Simon Armitage: Poets can fight climate crisis by making us spellbound by nature

A man, wearing a blue jacket over a blue and white patterned shirt, looks at the camera
Simon Armitage pledged to dedicate his writing to environmental issues when he was appointed poet laureate in 2019. Photograph: Christopher Thomond/The Guardian

Poets can help fight climate breakdown by making us “spellbound, full of wonder and beguiled” by nature, the poet laureate has said.

Simon Armitage, who pledged to dedicate his writing and thinking to environmental issues when he was appointed poet laureate in 2019, has written a new book of poems called Blossomise, which he hopes will remind readers of the beauty of nature.

Asked at the Hay festival in Powys about the role of poets in communicating the threat of climate breakdown, he said: “We do what we can. My feeling about this book is it’s slightly different from my other work in that there’s a lot of praise and wonder in it.

“I think if we are spellbound and full of wonder and beguiled by nature we’re just less likely to want to destroy it, we’ll carry on wanting to preserve it. That’s my approach.

“I wanted to celebrate and to recognise blossom as an incredibly joyful thing but I also wanted to write about the way the weather is upside down and the climate and the environment are in peril, and that blossom, just the fact it’s coming at the wrong time of year or twice of year, is a gesture and a symbol and an indication of some of those problems.”

He said he started writing verse because of Ted Hughes, who was originally seen as a nature poet but is now often understood as an environmental poet, and he had been inspired by the way “the main thing he did was to create wonder in those poems”.

“You can’t be a nature writer these days without getting into those issues, you’d be in denial, you’d just be a cultural watercolourist if you weren’t prepared to take those issues on,” Armitage said.

He was invited to write the book by the National Trust to celebrate blossom artistically, echoing the cherry blossom festivals in Japan, and suggested it had done “incredibly well” because it offers a “sense of hope in a pretty bleak time”.

The National Trust also provided statistics on the decline of orchards to inform his work. “We’re not just talking about beautiful places to wander through in floaty white blouses, we’re talking about habitats for fertilisation, pollination, all the necessary ecosystems that rely on blossom and pollen happening,” he said.

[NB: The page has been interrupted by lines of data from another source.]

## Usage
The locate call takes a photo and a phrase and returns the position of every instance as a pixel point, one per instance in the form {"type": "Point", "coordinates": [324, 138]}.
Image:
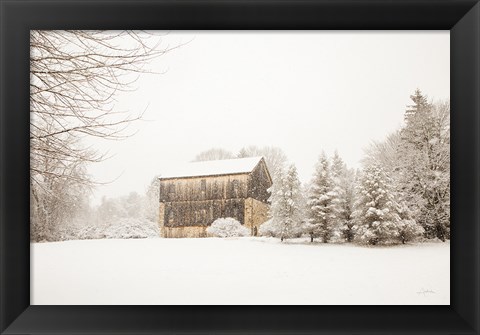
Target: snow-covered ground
{"type": "Point", "coordinates": [237, 271]}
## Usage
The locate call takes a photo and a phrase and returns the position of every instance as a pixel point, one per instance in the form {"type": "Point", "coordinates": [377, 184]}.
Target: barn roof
{"type": "Point", "coordinates": [214, 168]}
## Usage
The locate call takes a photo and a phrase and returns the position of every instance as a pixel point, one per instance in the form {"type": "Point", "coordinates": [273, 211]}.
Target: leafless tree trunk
{"type": "Point", "coordinates": [74, 77]}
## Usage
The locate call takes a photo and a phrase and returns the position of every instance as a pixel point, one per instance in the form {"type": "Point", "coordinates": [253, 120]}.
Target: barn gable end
{"type": "Point", "coordinates": [190, 203]}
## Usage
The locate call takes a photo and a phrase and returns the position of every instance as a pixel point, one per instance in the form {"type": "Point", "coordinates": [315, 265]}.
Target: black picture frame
{"type": "Point", "coordinates": [461, 17]}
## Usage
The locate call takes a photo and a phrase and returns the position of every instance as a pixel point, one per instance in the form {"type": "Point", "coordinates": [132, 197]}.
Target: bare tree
{"type": "Point", "coordinates": [74, 77]}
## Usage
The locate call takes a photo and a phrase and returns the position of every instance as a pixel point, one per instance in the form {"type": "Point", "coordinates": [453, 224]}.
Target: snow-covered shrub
{"type": "Point", "coordinates": [132, 228]}
{"type": "Point", "coordinates": [410, 231]}
{"type": "Point", "coordinates": [227, 227]}
{"type": "Point", "coordinates": [270, 228]}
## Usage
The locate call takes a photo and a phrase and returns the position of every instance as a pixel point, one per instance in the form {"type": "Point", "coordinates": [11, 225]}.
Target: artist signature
{"type": "Point", "coordinates": [424, 292]}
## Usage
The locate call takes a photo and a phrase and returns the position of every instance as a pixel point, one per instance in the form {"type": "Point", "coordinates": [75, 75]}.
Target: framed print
{"type": "Point", "coordinates": [300, 178]}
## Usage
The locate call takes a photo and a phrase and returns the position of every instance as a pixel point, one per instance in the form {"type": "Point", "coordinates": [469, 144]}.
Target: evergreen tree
{"type": "Point", "coordinates": [424, 165]}
{"type": "Point", "coordinates": [376, 217]}
{"type": "Point", "coordinates": [286, 202]}
{"type": "Point", "coordinates": [339, 193]}
{"type": "Point", "coordinates": [322, 216]}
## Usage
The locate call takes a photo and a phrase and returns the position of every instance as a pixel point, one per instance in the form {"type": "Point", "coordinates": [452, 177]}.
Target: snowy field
{"type": "Point", "coordinates": [237, 271]}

Armitage was also influenced by the changing seasonal weather and repullulation patterns where he lives, with blossom arriving in early February only to be wiped out by windstorms and snow in April. “Anyone who spends time outside or even just looks outside the winter will notice things happen outside those regular patterns,” he said.

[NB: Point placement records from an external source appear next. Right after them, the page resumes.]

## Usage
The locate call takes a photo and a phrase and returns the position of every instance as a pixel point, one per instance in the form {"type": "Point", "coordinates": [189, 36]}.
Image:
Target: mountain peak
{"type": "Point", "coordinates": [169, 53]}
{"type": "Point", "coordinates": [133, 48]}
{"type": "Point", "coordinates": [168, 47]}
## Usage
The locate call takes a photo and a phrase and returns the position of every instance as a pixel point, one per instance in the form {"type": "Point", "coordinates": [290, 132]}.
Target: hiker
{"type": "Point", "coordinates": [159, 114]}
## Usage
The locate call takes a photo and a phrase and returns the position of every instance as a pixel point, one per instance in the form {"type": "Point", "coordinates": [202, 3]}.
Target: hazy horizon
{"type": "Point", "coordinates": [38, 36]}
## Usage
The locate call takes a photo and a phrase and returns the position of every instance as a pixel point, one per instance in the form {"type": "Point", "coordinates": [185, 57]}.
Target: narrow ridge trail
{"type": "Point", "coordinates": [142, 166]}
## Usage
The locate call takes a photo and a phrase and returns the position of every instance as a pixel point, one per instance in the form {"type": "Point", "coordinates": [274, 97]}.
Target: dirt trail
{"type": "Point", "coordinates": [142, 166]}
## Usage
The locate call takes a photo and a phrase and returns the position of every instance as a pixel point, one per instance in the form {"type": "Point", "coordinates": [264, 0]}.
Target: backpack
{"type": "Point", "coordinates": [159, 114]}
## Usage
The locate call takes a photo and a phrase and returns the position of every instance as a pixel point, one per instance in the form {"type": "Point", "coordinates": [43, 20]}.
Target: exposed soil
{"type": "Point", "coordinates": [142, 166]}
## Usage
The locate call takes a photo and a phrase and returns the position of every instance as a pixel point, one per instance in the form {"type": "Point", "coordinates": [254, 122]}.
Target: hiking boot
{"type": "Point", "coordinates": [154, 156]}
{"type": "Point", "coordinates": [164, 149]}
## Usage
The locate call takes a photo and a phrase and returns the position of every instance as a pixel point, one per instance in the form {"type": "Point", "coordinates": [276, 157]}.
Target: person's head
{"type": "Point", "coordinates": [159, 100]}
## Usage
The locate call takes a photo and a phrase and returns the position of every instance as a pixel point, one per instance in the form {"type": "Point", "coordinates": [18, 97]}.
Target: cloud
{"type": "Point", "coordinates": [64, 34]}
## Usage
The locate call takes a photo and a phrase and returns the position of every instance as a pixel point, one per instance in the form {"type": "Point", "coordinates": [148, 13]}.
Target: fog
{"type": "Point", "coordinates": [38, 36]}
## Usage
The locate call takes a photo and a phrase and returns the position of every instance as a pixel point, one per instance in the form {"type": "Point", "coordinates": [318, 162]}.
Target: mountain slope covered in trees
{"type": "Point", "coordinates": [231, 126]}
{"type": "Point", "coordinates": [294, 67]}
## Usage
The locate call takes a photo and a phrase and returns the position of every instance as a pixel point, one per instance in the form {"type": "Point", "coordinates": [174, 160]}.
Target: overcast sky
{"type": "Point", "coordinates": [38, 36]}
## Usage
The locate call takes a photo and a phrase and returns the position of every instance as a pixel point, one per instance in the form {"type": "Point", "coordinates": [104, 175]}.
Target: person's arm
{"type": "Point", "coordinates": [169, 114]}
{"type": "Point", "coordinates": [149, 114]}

For the book, he travelled around the country looking at blossom trees, including National Trust sites. “A lot of the planting they’re doing, which interested me is in urban areas, not just formal parks and gardens, but precincts and estates – trying to bring nature more into people’s lives,” Armitage said.

The book features juxtapositions of blossoms with concrete buildings, in its text and illustrations. One poem named “plum tree among the skyscrapers” describes a “potting compost of burger boxes”, which is “staging a one tree show with high vis blossoms and lip gloss petals” and “outshining the smoke sculptures and blubbering fountains”.

Describing another poem as “trippy”, he observed that blossoms are very “psychedelic and hallucinogenic”.

He said he tried to write poems “without falling into romanticism and sentimentality”. “Poets have been drawing on nature ever since poetry first spoke its first utterance so there’s a pressure to find new language, new metaphor without straying too far from the topic,” Armitage said. “That was the challenge, to write in a contemporary way, in a contemporary world.”